Padło ze strony premiera określenie sugerujące, że budowa linii obronnych jest konieczna z powodu trwającej „wojny hybrydowej”. Jeśli taki argument podsunął Tuskowi Sztab Generalny, to znaczy, że nasze wojsko wymaga gruntownej przebudowy personalnej. Ochronić się przed ambicjami politycznych Napoleonów mogą jedynie generałowie wyposażeni w „cojones”, pilnujący, by żołnierzy nie wciągać w niepotrzebne awantury.

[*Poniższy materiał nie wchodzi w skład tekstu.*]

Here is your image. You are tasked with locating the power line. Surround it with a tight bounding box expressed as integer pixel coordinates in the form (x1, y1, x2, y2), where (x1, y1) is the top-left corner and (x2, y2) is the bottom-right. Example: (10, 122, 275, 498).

Nie nadużywajmy słów o wojnie hybrydowej. Takowa toczyła się na wschodniej granicy RP w latach 1921-24; gdy uzbrojone bandy bolszewickie przekraczały granicę, siejąc spustoszenia, śmierć, niszcząc majątek prywatny i publiczny. Nie da się z tym porównać przestępczego procederu przemytu ludzi. Przedwojenną odpowiedzią na realną wojnę hybrydową nie było kierowanie na granicę wojska, ale tworzenie specjalistycznego Korpusu Obrony Pogranicza. Korpusu zdolnego wykonywać zarówno zadania wojskowe, jak i policyjne. Uznano, że walka z bandytyzmem jest zadaniem policyjnym, wymagającym policyjnego przygotowania. Wojsko tego robić nie potrafi, bo nie jest do tego szkolone. Taką też opinię powinien mieć odwagę wypowiedzieć szef Sztabu Generalnego WP, gdy politycy rządowi naciskają na wysyłanie żołnierzy do pilnowania granicznego płotu.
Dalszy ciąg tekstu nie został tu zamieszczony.